Bananas are an important part of the BRAT diet for people recovering from diarrhea. This combination of Bananas, Rice, Applesauce, and Toast is rich in fiber and nutrition but gentle and bland enough to pass easily through a weakened digestive tract. An added benefit is the potassium in bananas. This mineral is one of the important electrolytes you lose during a bout of diarrhea.


* Click here for updated research on the BRAT diet and it's treatment for diarrhea. 



Potassium replacement is just one reason bananas are also a great energy snack, especially for endurance athletes. Another is that bananas have more digestible carbohydrates than any other fruit. Your body burns calories from carbs faster and easier than calories from protein or fat.

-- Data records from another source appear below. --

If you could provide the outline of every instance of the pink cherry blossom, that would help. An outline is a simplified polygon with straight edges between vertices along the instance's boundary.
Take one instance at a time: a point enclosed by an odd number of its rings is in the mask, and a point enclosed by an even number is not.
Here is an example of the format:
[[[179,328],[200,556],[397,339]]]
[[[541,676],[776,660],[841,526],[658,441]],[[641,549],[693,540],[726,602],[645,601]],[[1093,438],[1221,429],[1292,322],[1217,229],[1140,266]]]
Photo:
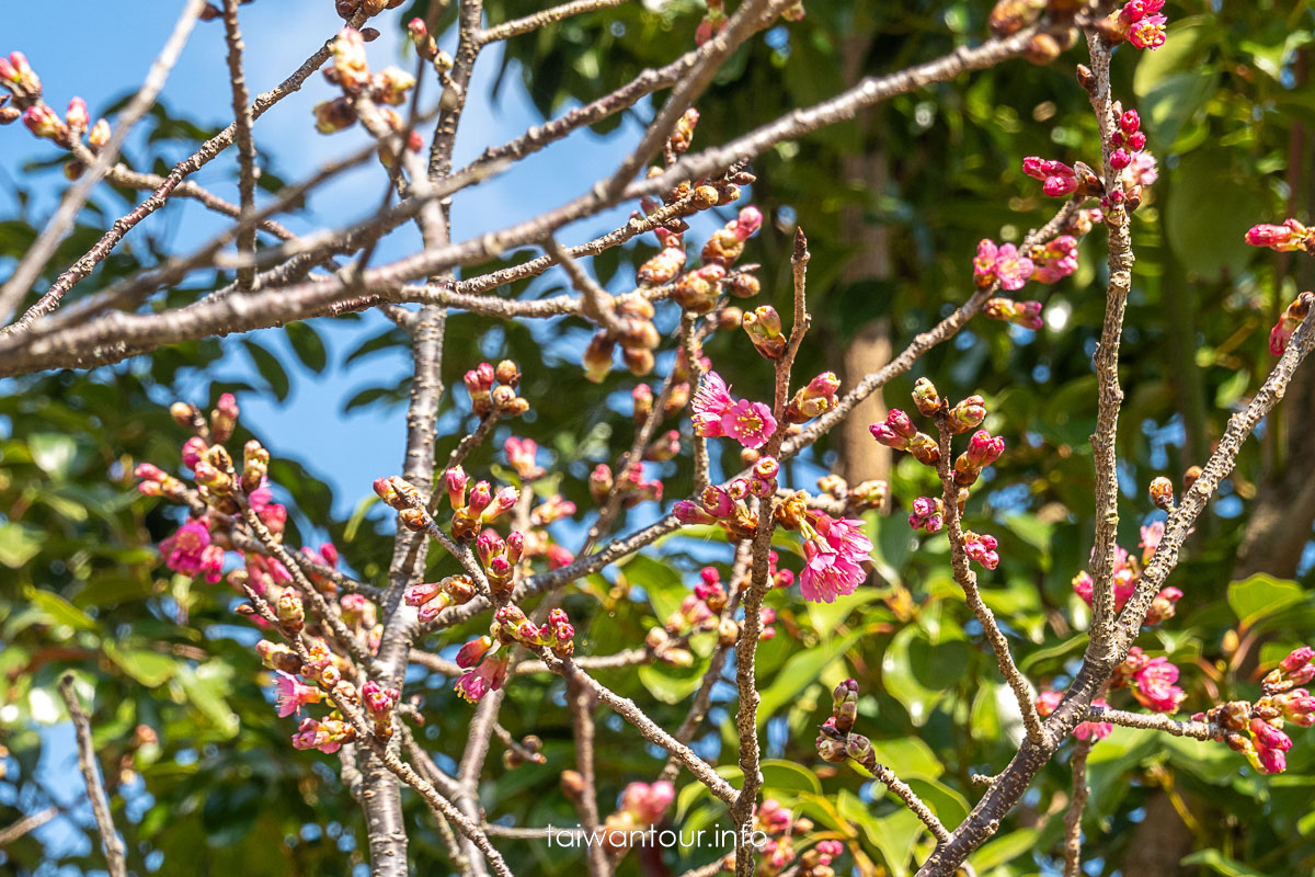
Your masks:
[[[759,448],[776,433],[772,409],[763,402],[742,398],[722,414],[722,433],[750,448]]]
[[[318,703],[323,699],[323,692],[321,692],[314,685],[305,685],[299,682],[295,676],[288,676],[283,671],[279,671],[279,677],[275,681],[275,706],[279,710],[279,718],[287,718],[293,713],[301,713],[301,707],[306,703]]]
[[[822,538],[803,543],[803,572],[800,573],[800,593],[815,604],[835,602],[836,597],[852,594],[867,579],[867,573],[848,556],[838,554]]]
[[[1174,685],[1178,681],[1178,668],[1164,656],[1147,661],[1132,681],[1132,696],[1156,713],[1176,713],[1187,697],[1186,692]]]
[[[479,703],[489,692],[502,688],[506,681],[506,657],[485,657],[473,671],[467,671],[456,680],[456,693],[471,703]]]

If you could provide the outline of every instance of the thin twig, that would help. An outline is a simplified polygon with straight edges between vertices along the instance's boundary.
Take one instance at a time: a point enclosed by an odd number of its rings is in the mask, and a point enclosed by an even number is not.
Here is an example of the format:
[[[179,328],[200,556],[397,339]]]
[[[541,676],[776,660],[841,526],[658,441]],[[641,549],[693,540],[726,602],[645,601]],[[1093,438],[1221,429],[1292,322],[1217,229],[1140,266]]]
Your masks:
[[[1014,690],[1014,699],[1018,701],[1018,709],[1023,715],[1023,726],[1027,728],[1027,739],[1032,743],[1040,743],[1044,739],[1044,734],[1041,731],[1041,717],[1038,715],[1036,705],[1032,702],[1035,697],[1032,686],[1028,685],[1022,672],[1019,672],[1018,665],[1014,664],[1014,656],[1009,650],[1009,639],[1001,631],[999,625],[995,623],[995,615],[982,602],[981,592],[977,589],[977,573],[968,565],[968,552],[964,548],[964,527],[959,518],[959,488],[955,485],[953,473],[949,468],[949,456],[953,451],[949,444],[951,433],[947,406],[944,404],[942,405],[942,410],[936,413],[936,430],[940,434],[940,459],[936,463],[936,472],[940,475],[942,500],[945,505],[945,533],[949,535],[949,557],[955,581],[963,589],[968,607],[973,610],[973,614],[982,626],[982,632],[986,634],[986,640],[995,652],[995,663],[999,665],[1001,676],[1005,677],[1005,681]]]
[[[68,706],[68,718],[74,721],[74,728],[78,732],[78,767],[87,784],[91,810],[96,817],[96,830],[100,831],[100,843],[105,849],[105,865],[110,877],[128,877],[124,841],[114,828],[114,819],[109,814],[109,797],[105,794],[105,784],[100,780],[96,744],[91,739],[91,718],[78,699],[78,692],[74,690],[72,673],[64,673],[64,677],[59,680],[59,696],[64,698],[64,703]]]
[[[224,37],[229,45],[229,84],[233,87],[234,139],[238,145],[238,197],[242,218],[255,213],[255,139],[251,137],[251,97],[246,75],[242,72],[242,30],[238,28],[238,1],[224,0]],[[255,227],[238,233],[238,252],[255,256]],[[255,268],[238,268],[238,288],[250,291],[255,285]]]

Because bananas are harvested and shipped every day of the year, they are always in season. Here are a few tips to help you enjoy them more.


Be patient

Bananas ripen best between 58 and 64 degrees Fahrenheit. They get mushy, split open, and lose their flavor if left in the sun too long. Even in tropical growing areas, bananas are harvested green and stored in moist, shady places to ripen slowly.

Choose wisely

Bananas have seven stages of ripeness, but the last three stages are the most important for consumers. Bananas with green tips are best for cooking. Full-yellow fruit is best for eating, and yellow with brown spots is recommended for baking.

Grab an apple

You can ripen bananas faster with an apple. Put them both in a brown paper bag out of the sunlight. Ethylene gas from the apple speeds up the maturing process.

Keep ‘em cold

Store fully ripe bananas in the refrigerator since cool temperatures slow ripening. Their skin will turn black, but the fruit inside stays fresh.

Say “Freeze!” 

Peel overripe bananas and put them in a freezer bag. Eat them frozen for a sweet summer treat, or use them in baking or in frozen smoothies.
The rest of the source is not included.